In the 1930s, one of the most wanted men for the US treasury agents was Al Capone. It was the time when the US was witnessing the Prohibition era. But this didn’t stop Al Capone from running his successful liquor business.
Knowing that he can’t carry out his business openly, he knew how to run it behind the curtains. In those days, households in the US didn’t have running water and therefore keeping a washing machine made no sense. Sensing this need, entrepreneurs started setting up commercial launderers. These places were very common and, to date, can be seen sprawled across the US.
But, back in those days, one of these places was helping Al Capone mask their ill-gotten money. Hiding behind the lawful operations of launderers In Chicago, Al Capone and his mob showed their profits from liquor businesses as the money generated through hundreds of launderers in and out of Chicago. This notorious activity is behind the term ‘money laundering’.
The idea behind money laundering is simple. Anyone who has ill-gotten wealth will have to use the fund in such a manner which doesn’t raise doubts among people with regard to the origin of those funds. The criminals create legitimate businesses to mask the source of illegal cash. Casinos, bars and fast food restaurants, newspapers sales, launderettes, insurance, and real-estate are just a few businesses that are often used by criminals as a cover for their illicit business.
Money laundering is a process through which criminals transfer money to wash, legitimise, or launder their illicit funds. They usually keep dirty money in a financial institution in ways that don’t raise any suspicions and pass the financial transparency reporting requirements.

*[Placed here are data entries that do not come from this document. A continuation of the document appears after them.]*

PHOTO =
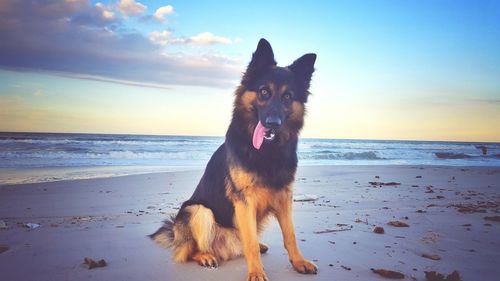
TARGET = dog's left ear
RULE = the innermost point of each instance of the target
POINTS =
(303, 69)
(262, 59)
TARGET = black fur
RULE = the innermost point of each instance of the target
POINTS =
(275, 163)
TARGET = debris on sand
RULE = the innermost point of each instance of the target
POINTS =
(436, 276)
(479, 207)
(3, 248)
(379, 183)
(388, 273)
(431, 257)
(494, 218)
(305, 197)
(398, 224)
(342, 227)
(31, 225)
(345, 267)
(94, 264)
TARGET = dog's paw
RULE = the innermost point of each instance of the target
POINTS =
(263, 248)
(206, 260)
(257, 276)
(305, 267)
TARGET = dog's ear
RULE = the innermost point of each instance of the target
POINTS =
(262, 58)
(303, 69)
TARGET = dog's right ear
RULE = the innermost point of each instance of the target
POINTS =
(262, 59)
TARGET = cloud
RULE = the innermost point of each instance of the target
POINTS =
(206, 38)
(160, 37)
(106, 13)
(75, 39)
(38, 93)
(131, 8)
(162, 11)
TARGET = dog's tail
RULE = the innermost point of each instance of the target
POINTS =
(165, 234)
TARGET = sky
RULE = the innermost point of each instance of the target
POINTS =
(407, 70)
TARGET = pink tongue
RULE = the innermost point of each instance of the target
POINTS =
(258, 135)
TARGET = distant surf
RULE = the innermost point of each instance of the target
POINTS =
(47, 156)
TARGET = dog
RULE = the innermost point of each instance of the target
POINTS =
(249, 178)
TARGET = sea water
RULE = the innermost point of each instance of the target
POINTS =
(37, 157)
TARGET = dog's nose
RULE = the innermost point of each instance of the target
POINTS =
(273, 122)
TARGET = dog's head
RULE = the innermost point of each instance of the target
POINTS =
(271, 99)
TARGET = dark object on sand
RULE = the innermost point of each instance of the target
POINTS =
(345, 267)
(379, 183)
(484, 149)
(93, 264)
(3, 248)
(388, 273)
(494, 218)
(431, 257)
(436, 276)
(398, 224)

They also ‘layer’ the money by moving it between different accounts or wiring it through multiple jurisdictions. The laundered money is then injected back into the economy through real-estate businesses or investment in the stock market.
The Magnitude of Money Laundering
Due to the illegal nature of the transactions, it is virtually impossible to come up with a definitive amount of money that is laundered annually across the world. However, it is true that money laundering has become a serious concern for almost all governments. Back in 1996, an IMF spokesperson expressed that around two to five percent of the global economy comprise laundered money.

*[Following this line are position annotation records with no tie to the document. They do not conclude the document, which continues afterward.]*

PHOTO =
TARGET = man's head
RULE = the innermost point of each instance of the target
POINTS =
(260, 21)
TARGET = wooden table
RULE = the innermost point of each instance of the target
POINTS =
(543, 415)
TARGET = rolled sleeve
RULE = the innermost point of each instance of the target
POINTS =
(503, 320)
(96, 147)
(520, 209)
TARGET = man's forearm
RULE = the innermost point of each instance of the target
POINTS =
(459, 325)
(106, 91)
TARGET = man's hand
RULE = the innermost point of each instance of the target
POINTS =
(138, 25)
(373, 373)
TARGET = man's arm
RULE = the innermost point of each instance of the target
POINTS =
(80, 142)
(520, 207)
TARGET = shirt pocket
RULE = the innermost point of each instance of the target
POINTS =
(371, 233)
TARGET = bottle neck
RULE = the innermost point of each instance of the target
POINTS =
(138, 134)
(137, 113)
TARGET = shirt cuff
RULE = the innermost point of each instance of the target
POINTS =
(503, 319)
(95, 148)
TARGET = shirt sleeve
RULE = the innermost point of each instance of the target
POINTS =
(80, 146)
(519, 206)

The recent estimates, carried out by Finextra, shows that $200 billion-worth laundering transaction occur in the US in 2017 alone of which sale worth $6 billion involved illicit services or goods. These transactions were carried out by almost 335,000 unregistered merchants.

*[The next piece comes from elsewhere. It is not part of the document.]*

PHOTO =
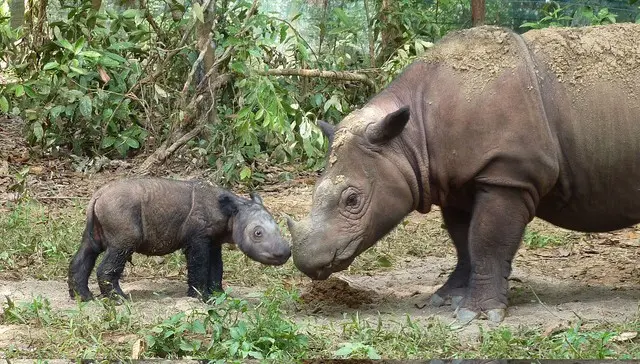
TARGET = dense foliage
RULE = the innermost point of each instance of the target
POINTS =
(118, 79)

And what about Trade-Based Money Laundering?
The trade-based money laundering is very common these days. Criminals use a variety of techniques to legitimise funds in ways that don’t come under the watchful eyes of the authorities. What makes these things even more complex to detect is the fact that these activities easily pass financial reporting requirements. Hence, through trade, criminals integrate their money in the global economy without getting caught. Some of the ways through which trade can be used as a tool to launder the money obtained through illicit sources are described below:
Over- and under-invoicing of Goods and Services: Deliberately over or under invoicing, or charging, for goods and services is one of the most classic, but still commonly used methods for laundering money across international borders. In theory, it is really quite simple. The exporter delivers goods to the importer worth a certain amount, say $10 million, but only charges them $7 million. If unnoticed by customs, the scheme successfully transfers $3 million worth of value to the importer. Alternatively, the scheme can be run in reverse where the exporter over-invoices the importer thereby transferring value to the exporter. The Financial Action Task Force highlights three important points in these scenarios. First, the exporter and importer must be colluding. Second, they may be completely unrelated but there is also nothing preventing the exporter and importer from being the same entity. Third, this scheme also has major tax ramifications, specifically export tax credits and import duties invoicing.
Multiple Invoicing of Goods and Services: As opposed to over or under invoicing, money launderers may instead invoice the same shipment of goods more than once. In order to obscure the true nature of this scheme, organisations will employ multiple financial institutions to assist in financing. Unlike over and under invoicing, the price specified for the goods or services does not have to be manipulated, making it harder to detect, not to mention that it is not uncommon to issue multiple payments in legitimate transactions due to amendments and corrections.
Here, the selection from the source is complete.